ごしごしと両目をこするが、それは溢れて止まらなかった。柊はそんな私を前にしばし黙っていたが、


「隊長」


と再び私を呼んだ。


必死に目元を拭い、彼を見る。


彼は、勝利の喜びを表すというより何かふっ切れたような顔をしていた。


「俺は、隊長に謝らないといけない。今まで、隊長に支えられていたことに気が付かなかった。それどころか、俺は隊長に難しいことは押し付けて、利用してたんだ」


そう言って彼は頭を下げた。


「本当にごめん」


見たことのない彼の心からの謝罪に慌てる。


「な、そんなことないよ。謝らないで」


「そんなことある。さっき勝ったのも隊長のおかげだ」


「え?」


「最後の一発も、その前の攻撃も、隊長が前に教えてくれた作戦案だ。無意識のうちに、俺にしみこんでたんだ。だから勝てた」


「私の作戦案? 柊が自分で考えて動いてたんじゃなくて?」


「違う。あれは隊長のだ。俺の強さは、エマといるおかげな部分もあるけど、それと同じくらい、隊長のおかげもあるんだ。だから、ありがとう。いつも支えてくれて、俺を強くしてくれて」


また彼は頭を下げた。彼にこんなにも丁寧に感謝されたことも初めてだ。私は唖然としてしまった。

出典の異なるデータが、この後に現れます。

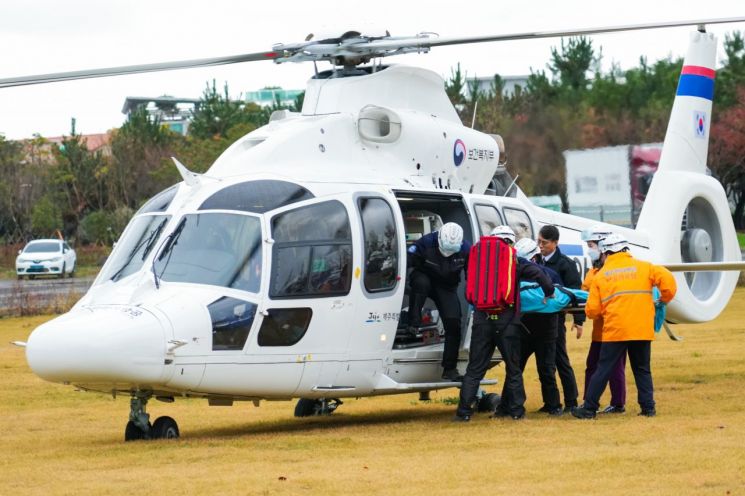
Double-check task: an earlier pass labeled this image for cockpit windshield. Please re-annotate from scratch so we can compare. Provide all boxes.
[153,212,261,293]
[99,215,171,282]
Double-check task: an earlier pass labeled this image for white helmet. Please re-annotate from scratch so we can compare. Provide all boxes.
[582,224,613,243]
[598,234,629,253]
[515,238,541,260]
[437,222,463,257]
[489,226,515,245]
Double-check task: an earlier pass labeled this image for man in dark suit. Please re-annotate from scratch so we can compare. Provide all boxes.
[537,225,585,411]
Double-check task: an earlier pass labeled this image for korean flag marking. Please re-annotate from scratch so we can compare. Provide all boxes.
[693,111,706,138]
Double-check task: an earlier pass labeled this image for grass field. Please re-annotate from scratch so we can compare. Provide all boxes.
[0,288,745,496]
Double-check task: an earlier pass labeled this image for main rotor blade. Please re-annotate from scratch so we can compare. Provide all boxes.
[364,17,745,50]
[662,262,745,272]
[0,51,282,88]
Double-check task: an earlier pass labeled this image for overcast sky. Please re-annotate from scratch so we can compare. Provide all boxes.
[0,0,745,139]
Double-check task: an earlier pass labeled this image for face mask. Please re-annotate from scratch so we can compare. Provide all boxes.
[587,248,600,262]
[438,246,460,257]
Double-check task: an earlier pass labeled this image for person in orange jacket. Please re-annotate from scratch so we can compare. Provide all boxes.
[582,224,626,413]
[572,234,677,418]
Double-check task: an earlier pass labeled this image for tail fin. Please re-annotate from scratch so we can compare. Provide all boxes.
[636,28,741,322]
[658,31,717,173]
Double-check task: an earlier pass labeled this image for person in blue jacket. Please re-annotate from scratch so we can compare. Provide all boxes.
[453,226,554,422]
[515,238,564,416]
[407,222,471,382]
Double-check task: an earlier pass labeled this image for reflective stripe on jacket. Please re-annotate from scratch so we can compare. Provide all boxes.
[585,252,677,341]
[582,267,603,341]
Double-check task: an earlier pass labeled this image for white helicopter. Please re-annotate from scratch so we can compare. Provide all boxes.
[5,18,745,440]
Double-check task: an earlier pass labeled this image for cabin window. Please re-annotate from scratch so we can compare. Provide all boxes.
[474,205,503,236]
[99,215,171,282]
[257,308,313,346]
[154,213,262,293]
[199,180,313,214]
[269,200,352,298]
[137,184,178,214]
[207,296,256,351]
[503,207,535,240]
[359,198,398,293]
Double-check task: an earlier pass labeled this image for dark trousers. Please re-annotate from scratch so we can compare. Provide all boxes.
[409,270,461,370]
[582,341,626,406]
[520,313,561,410]
[556,315,579,407]
[457,318,525,416]
[585,341,654,410]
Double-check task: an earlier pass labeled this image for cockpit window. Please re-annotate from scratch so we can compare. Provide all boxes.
[199,180,313,214]
[154,213,262,293]
[137,184,178,215]
[269,200,352,298]
[99,215,171,282]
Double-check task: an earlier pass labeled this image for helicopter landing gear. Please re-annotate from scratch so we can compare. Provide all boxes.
[295,398,344,417]
[124,392,180,441]
[150,416,180,439]
[476,390,502,412]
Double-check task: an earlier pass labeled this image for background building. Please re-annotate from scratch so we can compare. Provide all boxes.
[564,143,662,227]
[122,95,200,136]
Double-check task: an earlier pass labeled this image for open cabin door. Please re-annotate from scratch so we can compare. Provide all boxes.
[380,191,474,384]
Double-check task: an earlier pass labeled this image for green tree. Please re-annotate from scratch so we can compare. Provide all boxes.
[548,36,600,101]
[189,80,248,139]
[445,62,466,109]
[106,107,177,209]
[709,85,745,229]
[0,134,27,240]
[31,196,63,238]
[50,133,108,237]
[714,31,745,108]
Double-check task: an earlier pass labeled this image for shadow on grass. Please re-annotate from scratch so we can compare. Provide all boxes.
[106,408,455,445]
[187,409,455,439]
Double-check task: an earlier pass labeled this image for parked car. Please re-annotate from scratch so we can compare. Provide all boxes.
[16,239,76,279]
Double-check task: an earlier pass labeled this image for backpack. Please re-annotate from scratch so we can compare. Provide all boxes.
[466,236,520,314]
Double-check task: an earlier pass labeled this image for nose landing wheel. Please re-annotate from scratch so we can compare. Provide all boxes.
[124,393,180,441]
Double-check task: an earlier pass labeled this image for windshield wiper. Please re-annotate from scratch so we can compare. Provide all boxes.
[110,217,168,281]
[151,217,186,289]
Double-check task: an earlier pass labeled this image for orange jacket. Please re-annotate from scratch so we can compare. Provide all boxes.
[585,252,677,341]
[582,267,603,341]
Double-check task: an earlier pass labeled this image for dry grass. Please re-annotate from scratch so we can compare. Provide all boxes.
[0,289,745,496]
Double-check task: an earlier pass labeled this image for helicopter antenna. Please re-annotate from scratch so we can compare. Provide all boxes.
[502,174,520,196]
[171,157,199,186]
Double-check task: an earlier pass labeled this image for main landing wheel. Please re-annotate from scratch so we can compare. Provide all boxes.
[124,420,150,441]
[295,398,344,417]
[150,417,179,439]
[478,393,501,412]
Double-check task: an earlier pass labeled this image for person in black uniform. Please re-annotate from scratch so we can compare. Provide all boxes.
[453,226,554,422]
[537,225,585,412]
[515,238,563,416]
[407,222,471,382]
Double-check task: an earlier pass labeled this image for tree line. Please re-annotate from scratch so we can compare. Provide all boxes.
[0,32,745,244]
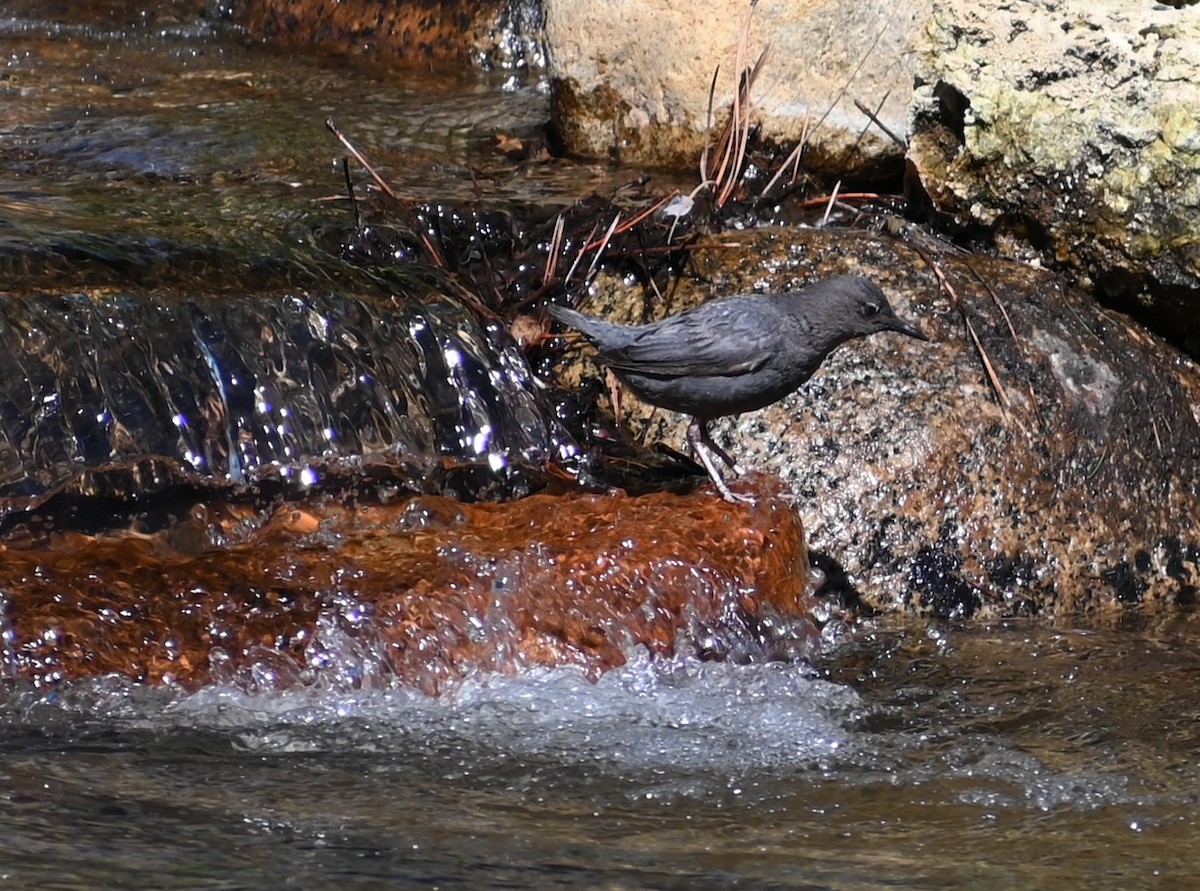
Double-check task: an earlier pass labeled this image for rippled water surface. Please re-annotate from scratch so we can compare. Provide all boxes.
[0,1,1200,889]
[0,623,1200,889]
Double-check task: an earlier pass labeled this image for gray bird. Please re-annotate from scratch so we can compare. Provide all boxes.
[546,275,928,501]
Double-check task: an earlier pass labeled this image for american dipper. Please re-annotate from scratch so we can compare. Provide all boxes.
[546,275,928,501]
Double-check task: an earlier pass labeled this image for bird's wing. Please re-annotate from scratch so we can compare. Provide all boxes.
[600,306,779,377]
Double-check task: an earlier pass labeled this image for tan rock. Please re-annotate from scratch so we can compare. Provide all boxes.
[910,0,1200,329]
[546,0,930,175]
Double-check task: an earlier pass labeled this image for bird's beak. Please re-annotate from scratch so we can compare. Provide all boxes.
[888,318,929,340]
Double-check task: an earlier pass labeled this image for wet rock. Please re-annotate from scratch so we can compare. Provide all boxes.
[0,477,818,693]
[232,0,545,68]
[546,0,929,178]
[0,289,574,516]
[910,0,1200,354]
[556,229,1200,617]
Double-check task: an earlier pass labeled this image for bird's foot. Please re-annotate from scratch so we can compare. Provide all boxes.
[688,421,756,504]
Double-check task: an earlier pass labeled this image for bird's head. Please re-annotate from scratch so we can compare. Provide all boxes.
[800,275,929,341]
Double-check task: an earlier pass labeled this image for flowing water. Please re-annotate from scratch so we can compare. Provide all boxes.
[0,2,1200,889]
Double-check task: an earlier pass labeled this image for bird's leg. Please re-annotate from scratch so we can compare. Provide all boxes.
[688,418,745,477]
[688,418,754,504]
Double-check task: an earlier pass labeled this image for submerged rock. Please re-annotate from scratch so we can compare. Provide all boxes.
[0,477,818,693]
[559,229,1200,617]
[0,291,574,515]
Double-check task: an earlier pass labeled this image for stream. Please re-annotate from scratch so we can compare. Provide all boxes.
[0,1,1200,890]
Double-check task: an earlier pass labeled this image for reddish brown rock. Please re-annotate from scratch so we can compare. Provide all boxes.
[235,0,530,67]
[0,476,815,693]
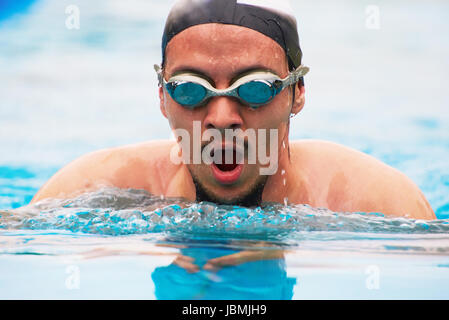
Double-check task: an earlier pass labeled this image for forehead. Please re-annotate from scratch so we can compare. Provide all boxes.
[165,23,288,75]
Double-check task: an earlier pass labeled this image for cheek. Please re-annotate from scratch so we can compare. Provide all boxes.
[248,90,293,130]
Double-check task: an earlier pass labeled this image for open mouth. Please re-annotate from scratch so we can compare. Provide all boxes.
[211,148,243,184]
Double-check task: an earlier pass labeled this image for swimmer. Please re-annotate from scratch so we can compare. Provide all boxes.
[28,0,436,220]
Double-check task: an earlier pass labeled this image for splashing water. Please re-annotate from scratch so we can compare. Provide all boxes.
[0,188,449,241]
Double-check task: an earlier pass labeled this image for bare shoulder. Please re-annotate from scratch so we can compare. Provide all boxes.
[291,140,435,219]
[31,141,178,203]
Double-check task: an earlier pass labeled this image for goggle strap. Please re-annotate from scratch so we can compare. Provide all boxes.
[154,64,164,86]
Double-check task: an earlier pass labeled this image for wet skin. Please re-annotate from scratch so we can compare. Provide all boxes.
[32,24,435,219]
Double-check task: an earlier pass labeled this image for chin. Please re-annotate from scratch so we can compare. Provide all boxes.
[188,166,267,207]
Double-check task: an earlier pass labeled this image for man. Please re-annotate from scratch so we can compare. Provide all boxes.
[28,0,435,219]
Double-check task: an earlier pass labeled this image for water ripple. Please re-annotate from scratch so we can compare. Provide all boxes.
[0,189,449,240]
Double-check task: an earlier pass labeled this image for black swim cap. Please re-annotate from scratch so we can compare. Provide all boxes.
[162,0,302,70]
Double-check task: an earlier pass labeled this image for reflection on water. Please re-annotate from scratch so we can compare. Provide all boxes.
[151,246,296,300]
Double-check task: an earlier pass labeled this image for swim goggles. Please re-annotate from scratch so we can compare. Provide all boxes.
[154,65,310,109]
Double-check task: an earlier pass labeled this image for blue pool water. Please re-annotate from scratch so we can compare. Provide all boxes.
[0,0,449,299]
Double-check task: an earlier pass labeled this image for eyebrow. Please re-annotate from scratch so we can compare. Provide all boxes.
[171,65,279,87]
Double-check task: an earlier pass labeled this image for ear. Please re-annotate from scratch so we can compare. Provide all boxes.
[159,87,168,119]
[292,81,306,115]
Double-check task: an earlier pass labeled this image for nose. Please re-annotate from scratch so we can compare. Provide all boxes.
[204,97,243,130]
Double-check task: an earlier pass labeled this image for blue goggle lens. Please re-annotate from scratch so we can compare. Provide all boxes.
[166,80,280,108]
[167,82,207,107]
[238,81,276,105]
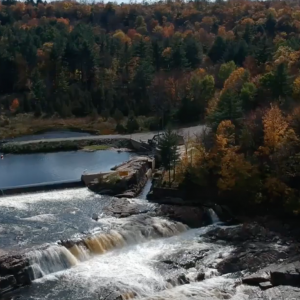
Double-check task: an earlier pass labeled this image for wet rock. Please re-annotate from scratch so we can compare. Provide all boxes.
[242,271,270,285]
[158,204,204,228]
[86,156,153,198]
[259,281,273,290]
[0,275,17,295]
[177,274,190,284]
[103,199,154,218]
[216,243,288,274]
[196,272,205,281]
[204,223,275,243]
[270,261,300,286]
[0,255,29,276]
[92,213,99,221]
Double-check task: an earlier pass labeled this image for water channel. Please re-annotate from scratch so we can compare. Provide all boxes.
[0,130,278,300]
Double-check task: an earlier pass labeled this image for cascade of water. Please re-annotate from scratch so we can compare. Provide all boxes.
[27,246,78,280]
[208,208,220,224]
[27,218,188,280]
[68,244,90,261]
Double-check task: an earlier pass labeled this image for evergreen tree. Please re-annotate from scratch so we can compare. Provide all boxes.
[208,90,243,130]
[208,36,227,63]
[158,127,179,185]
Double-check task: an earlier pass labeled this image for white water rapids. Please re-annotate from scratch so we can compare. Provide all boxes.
[0,189,255,300]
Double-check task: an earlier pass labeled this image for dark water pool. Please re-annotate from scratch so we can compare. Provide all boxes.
[0,150,135,188]
[12,130,91,142]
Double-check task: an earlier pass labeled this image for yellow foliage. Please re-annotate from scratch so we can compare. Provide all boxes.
[222,68,246,93]
[293,76,300,99]
[206,94,220,116]
[216,120,235,151]
[202,17,214,25]
[218,150,253,191]
[259,105,288,155]
[241,18,254,25]
[264,177,290,200]
[162,47,172,58]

「だから隊長、俺も隊長の力になりたい。隊長は俺に、どうしてほしい?」


真剣な目つきで、そう問われる。


私はぐしゃぐしゃになった脳内をいったん空にし、そこに浮かんだものを口にした。


「もっと自分を大事にしてほしい」

「うん」

柊は素直に頷く。


「無理しないでほしい」

「うん」


「白虎隊のこと、エマのこと、私のこと、そして自分のこと、大事なことを自分でも考えて一緒に決めてほしい」

「うん」


そこで一度言葉を区切り、決心して言う。


「それに、私のこと、もっと頼ってほしい!」


柊は黙ったまま、また一つ頷く。


「わかった、そうする。隊長」


また目頭が熱くなってくる。


 そこに、傍で黙って聞いていたエマが割り込んできた。


「僕も、今まで勝手なことしてごめんね、隊長。今隊長が言ったこと、僕もするからね」


それでもう涙腺が決壊した。わんわん泣く私の背中をエマが優しく撫でる。


柊がそれを見ながら言う。


「帰ろう、隊長。俺たちのキャンプ地に」


「うん……!」



 その日から数日後、私たちは互いの意見を聞き合い、話し合った上で、青龍隊のキャンプ地に向かった。お申し出の返事を伝えるために。




あとがき

次回でいよいよ終わりです。人の心の動きを書くのは難しいなあ、と痛感しております。締め切りまでにどんどん加筆修正していきます。